Application service management

From Wikipedia, the free encyclopedia
Jump to navigation Jump to search

Application service management (ASM) is an emerging discipline within systems management that focuses on monitoring and managing the performance and quality of service of business transactions.

ASM can be defined as a well-defined process and use of related tools to detect, diagnose, remedy and report the service quality of complex business transactions to ensure that they meet or exceed end-usersPerformance measurements relate to how fast transactions are completed or information is delivered to the end user by the aggregate of applications, operating systems, hypervisors (if applicable), hardware platforms, and network interconnects. The critical components of ASM include application discovery & mapping, application "health" measurement & management, transaction-level visibility, and incident-related triage.

ASM is related to application performance management (APM), but serves as a more pragmatic, "top-down" approach that focuses on delivery of business services. In strict definition, ASM differs from APM in two critical ways.

  1. APM focuses exclusively on the performance of an instance of an application, ignoring the complex set of interdependencies that may exist behind that application in the data center. ASM specifically mandates that each application or infrastructure software, operating system, hardware platform, and transactional "hop" be discretely measurable, even if that measurement is inferential. This is critical to ASM's requirement to be able to isolate the source of service-impacting conditions.
  2. APM often requires instrumentation of the application for management and measurability. ASM advocates an application-centric approach, asserting that the application and operating system have comprehensive visibility of an application's transactions, dependencies,[1] whether on-machine or off-machine, as well as the operating system itself and the hardware platform it is running on. Further, an in-context agent can also infer network latencies with a high degree of accuracy, and with a lesser degree of accuracy when the transaction occurs between instrumented and non-instrumented platforms.

Application service management extends the concepts of end-user experience management and real user monitoring in that measuring the experience of real users is a critical data point. However, ASM also requires the ability to quickly isolate the root cause of those slow-downs, thereby expanding the scope of real user monitoring/management.

The use of application service management is common for complex, multi-tier transactional applications.
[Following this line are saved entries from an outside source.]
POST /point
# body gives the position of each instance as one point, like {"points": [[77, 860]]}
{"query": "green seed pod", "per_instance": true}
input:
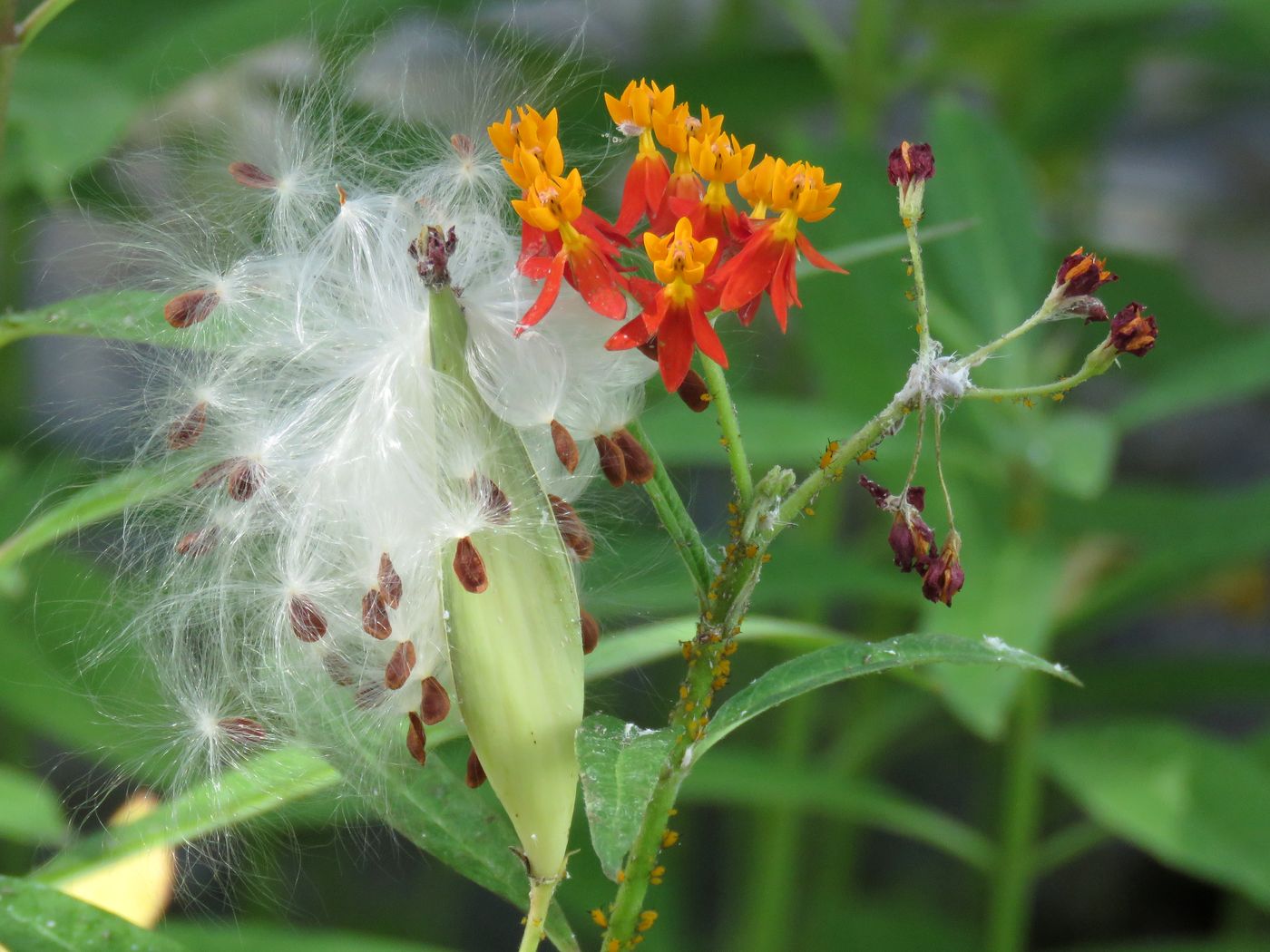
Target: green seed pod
{"points": [[513, 625]]}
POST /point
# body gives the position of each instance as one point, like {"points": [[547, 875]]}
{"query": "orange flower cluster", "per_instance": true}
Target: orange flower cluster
{"points": [[707, 256]]}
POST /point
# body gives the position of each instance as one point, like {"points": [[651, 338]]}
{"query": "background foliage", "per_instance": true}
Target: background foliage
{"points": [[1121, 533]]}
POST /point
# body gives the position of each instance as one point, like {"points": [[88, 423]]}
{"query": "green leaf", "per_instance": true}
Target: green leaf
{"points": [[262, 784], [1073, 452], [92, 504], [1187, 799], [32, 812], [749, 780], [855, 659], [37, 918], [270, 937], [111, 315], [619, 763], [645, 644], [1011, 587]]}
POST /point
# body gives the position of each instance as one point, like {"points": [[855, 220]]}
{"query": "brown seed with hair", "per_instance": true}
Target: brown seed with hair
{"points": [[199, 542], [186, 432], [190, 308], [567, 447], [639, 465], [573, 529], [694, 393], [307, 621], [612, 461], [243, 730], [435, 701], [415, 740], [215, 472], [498, 507], [399, 665], [244, 480], [251, 175], [475, 772], [375, 616], [590, 632], [469, 567], [390, 583]]}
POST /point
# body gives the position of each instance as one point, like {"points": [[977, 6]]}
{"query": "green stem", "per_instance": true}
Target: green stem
{"points": [[536, 917], [1098, 362], [675, 517], [717, 383], [1010, 899], [40, 18]]}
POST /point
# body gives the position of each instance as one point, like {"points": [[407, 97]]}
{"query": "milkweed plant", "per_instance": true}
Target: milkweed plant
{"points": [[387, 376]]}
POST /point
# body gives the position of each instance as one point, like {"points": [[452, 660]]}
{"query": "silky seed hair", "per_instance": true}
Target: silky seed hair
{"points": [[326, 478]]}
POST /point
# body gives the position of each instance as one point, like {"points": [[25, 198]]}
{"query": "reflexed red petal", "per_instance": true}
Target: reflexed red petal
{"points": [[707, 336], [816, 257], [747, 275], [546, 297], [675, 348], [632, 334]]}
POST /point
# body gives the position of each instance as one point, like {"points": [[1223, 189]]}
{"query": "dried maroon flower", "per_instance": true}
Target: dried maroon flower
{"points": [[1133, 332], [908, 164], [945, 577], [1082, 273], [190, 308]]}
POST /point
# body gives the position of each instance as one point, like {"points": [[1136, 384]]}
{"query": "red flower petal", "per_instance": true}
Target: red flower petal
{"points": [[546, 297]]}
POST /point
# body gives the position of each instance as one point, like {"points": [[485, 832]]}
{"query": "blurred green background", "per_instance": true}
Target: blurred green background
{"points": [[1121, 532]]}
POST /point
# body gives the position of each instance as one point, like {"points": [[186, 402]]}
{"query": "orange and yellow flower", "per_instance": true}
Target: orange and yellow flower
{"points": [[767, 262], [634, 113], [574, 249], [675, 313]]}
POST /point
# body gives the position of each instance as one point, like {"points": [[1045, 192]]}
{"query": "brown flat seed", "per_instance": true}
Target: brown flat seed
{"points": [[243, 730], [573, 529], [186, 432], [694, 393], [469, 567], [215, 473], [307, 621], [390, 583], [435, 701], [197, 542], [190, 308], [639, 465], [415, 739], [251, 175], [375, 616], [612, 461], [399, 665], [475, 772], [567, 447], [244, 480], [590, 632]]}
Further, the introduction of service-oriented architecture and microservices approaches together with hypervisor-based virtualization technologies have proven a catalyst for the adoption of ASM technologies, as complex applications are disproportionately impacted by the introduction of hypervisors into an existing environment A study by the Aberdeen Group indicates that most deployments of virtualization technologies are hampered by their impact on complex transactional applications.
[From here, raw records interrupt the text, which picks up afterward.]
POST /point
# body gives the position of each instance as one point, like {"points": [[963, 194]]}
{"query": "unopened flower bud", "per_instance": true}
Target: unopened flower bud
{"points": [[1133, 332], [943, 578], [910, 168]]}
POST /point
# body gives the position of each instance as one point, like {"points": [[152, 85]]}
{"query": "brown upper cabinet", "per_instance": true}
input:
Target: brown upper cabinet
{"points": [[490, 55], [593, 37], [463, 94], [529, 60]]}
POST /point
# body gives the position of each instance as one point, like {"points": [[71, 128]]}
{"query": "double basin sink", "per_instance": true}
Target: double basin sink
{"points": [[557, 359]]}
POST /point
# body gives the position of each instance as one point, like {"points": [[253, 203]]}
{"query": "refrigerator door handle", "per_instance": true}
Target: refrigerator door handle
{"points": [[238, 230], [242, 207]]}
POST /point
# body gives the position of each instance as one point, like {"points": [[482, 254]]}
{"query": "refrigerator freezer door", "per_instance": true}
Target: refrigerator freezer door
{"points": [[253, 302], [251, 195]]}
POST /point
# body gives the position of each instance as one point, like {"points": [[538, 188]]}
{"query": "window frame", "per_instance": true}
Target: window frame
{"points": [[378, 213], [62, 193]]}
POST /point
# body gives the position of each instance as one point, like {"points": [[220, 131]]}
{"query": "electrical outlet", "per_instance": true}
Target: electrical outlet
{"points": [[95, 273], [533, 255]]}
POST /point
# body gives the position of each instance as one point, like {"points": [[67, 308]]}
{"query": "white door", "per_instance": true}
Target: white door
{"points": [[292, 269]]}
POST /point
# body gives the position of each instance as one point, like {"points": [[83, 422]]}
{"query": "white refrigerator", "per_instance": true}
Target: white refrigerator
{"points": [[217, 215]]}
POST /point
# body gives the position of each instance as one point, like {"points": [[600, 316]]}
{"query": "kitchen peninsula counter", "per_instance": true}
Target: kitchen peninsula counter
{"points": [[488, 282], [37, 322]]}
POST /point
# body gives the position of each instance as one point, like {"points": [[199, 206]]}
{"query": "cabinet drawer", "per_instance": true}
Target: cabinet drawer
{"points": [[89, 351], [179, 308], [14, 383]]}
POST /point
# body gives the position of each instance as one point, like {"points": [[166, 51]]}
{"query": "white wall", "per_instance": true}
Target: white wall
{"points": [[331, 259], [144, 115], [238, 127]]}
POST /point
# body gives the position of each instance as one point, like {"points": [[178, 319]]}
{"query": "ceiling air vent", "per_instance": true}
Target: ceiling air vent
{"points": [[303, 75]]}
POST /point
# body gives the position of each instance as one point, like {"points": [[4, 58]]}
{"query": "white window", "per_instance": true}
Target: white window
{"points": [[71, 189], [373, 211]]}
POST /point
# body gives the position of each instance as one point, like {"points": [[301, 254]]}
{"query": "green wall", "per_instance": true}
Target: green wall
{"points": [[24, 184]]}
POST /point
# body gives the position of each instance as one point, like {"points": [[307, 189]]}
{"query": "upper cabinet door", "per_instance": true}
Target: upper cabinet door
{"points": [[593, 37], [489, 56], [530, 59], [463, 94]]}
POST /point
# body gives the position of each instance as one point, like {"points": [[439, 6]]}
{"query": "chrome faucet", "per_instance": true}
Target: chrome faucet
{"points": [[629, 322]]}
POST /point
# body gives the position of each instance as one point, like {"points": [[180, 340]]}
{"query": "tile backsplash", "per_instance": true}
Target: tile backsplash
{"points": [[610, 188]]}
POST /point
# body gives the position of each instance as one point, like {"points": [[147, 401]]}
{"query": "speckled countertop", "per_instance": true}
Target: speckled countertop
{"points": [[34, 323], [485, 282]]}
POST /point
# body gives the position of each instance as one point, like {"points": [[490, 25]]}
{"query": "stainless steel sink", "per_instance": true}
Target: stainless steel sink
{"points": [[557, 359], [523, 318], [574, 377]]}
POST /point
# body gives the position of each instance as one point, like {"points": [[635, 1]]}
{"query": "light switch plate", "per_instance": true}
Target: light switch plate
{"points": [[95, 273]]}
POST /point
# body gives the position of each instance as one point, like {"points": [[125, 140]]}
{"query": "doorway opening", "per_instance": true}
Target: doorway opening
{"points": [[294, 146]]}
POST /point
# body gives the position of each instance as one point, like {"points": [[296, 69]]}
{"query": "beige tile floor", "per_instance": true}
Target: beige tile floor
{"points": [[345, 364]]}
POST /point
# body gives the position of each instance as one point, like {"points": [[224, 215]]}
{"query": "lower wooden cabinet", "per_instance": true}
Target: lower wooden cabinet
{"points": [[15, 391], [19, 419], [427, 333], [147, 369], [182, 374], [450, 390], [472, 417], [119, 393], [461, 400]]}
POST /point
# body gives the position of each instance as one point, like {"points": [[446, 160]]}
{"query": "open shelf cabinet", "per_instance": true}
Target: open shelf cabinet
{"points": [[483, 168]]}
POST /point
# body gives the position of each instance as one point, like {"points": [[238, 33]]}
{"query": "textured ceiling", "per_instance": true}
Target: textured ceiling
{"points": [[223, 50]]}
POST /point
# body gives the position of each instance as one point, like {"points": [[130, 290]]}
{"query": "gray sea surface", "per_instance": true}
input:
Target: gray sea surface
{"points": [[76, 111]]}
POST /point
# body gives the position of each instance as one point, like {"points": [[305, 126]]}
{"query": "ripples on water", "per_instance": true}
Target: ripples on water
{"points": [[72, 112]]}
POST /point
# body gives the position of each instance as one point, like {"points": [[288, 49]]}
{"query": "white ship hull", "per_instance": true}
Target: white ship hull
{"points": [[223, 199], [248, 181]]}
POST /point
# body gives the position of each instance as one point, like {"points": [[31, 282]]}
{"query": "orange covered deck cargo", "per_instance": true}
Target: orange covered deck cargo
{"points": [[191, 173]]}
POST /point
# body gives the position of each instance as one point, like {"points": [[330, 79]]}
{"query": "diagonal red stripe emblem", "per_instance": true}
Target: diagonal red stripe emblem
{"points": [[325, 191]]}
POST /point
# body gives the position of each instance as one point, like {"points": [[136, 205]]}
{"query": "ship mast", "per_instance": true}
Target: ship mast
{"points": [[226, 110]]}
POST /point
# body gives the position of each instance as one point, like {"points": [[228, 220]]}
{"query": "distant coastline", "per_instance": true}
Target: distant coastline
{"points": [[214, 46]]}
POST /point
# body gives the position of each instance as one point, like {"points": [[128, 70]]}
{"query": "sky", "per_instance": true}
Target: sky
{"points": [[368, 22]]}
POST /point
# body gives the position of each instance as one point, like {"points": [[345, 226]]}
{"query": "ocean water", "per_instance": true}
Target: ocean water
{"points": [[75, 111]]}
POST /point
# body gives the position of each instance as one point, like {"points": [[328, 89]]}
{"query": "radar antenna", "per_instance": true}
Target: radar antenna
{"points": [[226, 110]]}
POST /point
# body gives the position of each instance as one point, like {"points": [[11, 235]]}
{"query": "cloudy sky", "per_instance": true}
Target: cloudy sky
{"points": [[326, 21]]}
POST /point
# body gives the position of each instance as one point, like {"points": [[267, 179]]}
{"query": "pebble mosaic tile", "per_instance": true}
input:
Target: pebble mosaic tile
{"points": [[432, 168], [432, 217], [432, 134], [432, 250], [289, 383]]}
More and more often ASM approaches are equipped in automated adaptive controllers that consider Service-level agreement,[2] cloud computing, energy-aware application controller[3] targets.


  1. ^ Alexander Keller; Gautam Kar (5 May 2000). "Dynamic Dependencies in Application Service Management" (PDF). IBM Research Report.
  2. ^ Benny Rochwerger; David Breitgand; Eliezer Levy; Alex Galis; Kenneth Nagin; Ignacio Martín Llorente; Rubén Montero (6 April 2009). "The reservoir model and architecture for open federated cloud computing" (PDF). IBM Journal of Research and Development 53, no. 4 : 4-1.
  3. ^ Anton Beloglazov; Jemal Abawajy; Rajkumar Buyya (4 May 2011). "Energy-aware resource allocation heuristics for efficient management of data centers for cloud computing" (PDF). Future generation computer systems 28.5: 755-768.